The Flu and Stress Connection

fluThe Centers for Disease Control and Prevention recommends that everyone who is 6 months and older get an annual flu vaccination, preferably by October. (There are some people who should consult their doctor before getting immunized.)

Flu vaccinations – coupled with frequent hand-washing – serve as frontline flu-fighting strategies.

While these two tactics are well known, many people are unaware that several studies have concluded that there’s a strong connection between stress levels and susceptibility to respiratory infections, including the seasonal flu.

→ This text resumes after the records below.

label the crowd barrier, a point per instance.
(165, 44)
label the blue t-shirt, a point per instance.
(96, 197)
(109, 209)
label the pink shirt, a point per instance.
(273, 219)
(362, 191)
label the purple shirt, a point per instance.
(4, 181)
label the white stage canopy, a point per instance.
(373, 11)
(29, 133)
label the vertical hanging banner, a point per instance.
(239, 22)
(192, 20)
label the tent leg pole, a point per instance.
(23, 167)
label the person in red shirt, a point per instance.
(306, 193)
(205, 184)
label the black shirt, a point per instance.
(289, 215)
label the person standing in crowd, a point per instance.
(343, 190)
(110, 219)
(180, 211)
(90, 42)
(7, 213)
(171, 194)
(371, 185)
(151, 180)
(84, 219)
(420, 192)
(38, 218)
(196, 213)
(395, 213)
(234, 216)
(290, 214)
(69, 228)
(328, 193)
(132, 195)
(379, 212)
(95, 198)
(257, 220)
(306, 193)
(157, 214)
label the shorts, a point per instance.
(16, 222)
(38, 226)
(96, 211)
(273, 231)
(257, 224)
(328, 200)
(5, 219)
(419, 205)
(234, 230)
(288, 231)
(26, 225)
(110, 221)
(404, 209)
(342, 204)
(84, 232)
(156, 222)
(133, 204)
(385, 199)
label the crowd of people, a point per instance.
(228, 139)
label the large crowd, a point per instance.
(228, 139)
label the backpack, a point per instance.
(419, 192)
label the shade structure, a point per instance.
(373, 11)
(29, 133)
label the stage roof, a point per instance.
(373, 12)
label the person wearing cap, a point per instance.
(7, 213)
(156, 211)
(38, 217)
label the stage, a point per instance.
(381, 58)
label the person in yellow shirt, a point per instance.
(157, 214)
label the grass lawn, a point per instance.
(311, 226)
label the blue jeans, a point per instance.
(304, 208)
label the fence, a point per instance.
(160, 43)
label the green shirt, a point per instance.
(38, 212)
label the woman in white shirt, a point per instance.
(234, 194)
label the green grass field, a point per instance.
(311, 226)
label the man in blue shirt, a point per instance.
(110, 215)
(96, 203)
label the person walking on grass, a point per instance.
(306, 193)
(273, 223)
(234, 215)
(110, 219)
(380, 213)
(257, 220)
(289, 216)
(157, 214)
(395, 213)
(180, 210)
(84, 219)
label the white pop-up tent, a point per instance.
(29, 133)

In fact, the American Psychological Association (APA) assessed some 300 studies and found that long-term stress significantly suppresses the immune system. Other findings included:

  • The longer the stress, the more negative change in the immune system.
  • The most chronic stressors – stress that seems beyond a person’s control – resulted in the most global suppression of immunity, with nearly all measures of immune-system function dropping measurably.
  • Immune functioning that is compromised by high levels of stress lowers the body’s ability to fend off flus and colds; and, once a person actually catches a cold or flu, stress also can worsen the symptoms.


Keep Stress in check

To sail through flu season with flying colors, your check list should include:

  • Get flu shot by the end of October.
  • Wash hands frequently.
  • Take steps to reduce stress.


To keep stress levels in check, the APA offers the following tips:

  • Identify your sources of stress—The first step in managing stress is identifying what events or situations trigger stressful feelings. Make a list of situations that can be emotionally challenging for you, and learn to recognize them when they occur. Ultimately, the goal is to eliminate or reduce those situations that trigger a stress reaction.
  • Learn your stress signals—Stress manifests itself in different ways. For some, stress impacts their ability to concentrate, while others feel angry or experience headaches and muscle tension. By being aware of your personal stress signals, you will be in a better position to combat stress.
  • Trim your to-do list—Take an inventory of the items on your to-do list. Are there any entries that you can delete? Moving forward, think carefully before you take on another assignment or responsibility, and remember that you have the right to say no.
  • Find healthy ways to manage stress—While activities such as smoking, drinking alcohol or overeating may temporarily relieve stress, these are unhealthy behaviors that can have dire consequences. Instead, consider healthy, stress-reducing activities such as meditation, yoga, tai chi, or simply spending time with loved ones.
  • Take care of yourself—Eat a balanced diet, get enough sleep, drink plenty of water, and engage in regular physical activity. Watch your intake of caffeine and other stimulants, as these can interfere with sleep and increase anxiety. It’s also important to take vacations and otherwise make time for yourself, even if that only equates to engaging in simple activities such as reading a book or listening to music.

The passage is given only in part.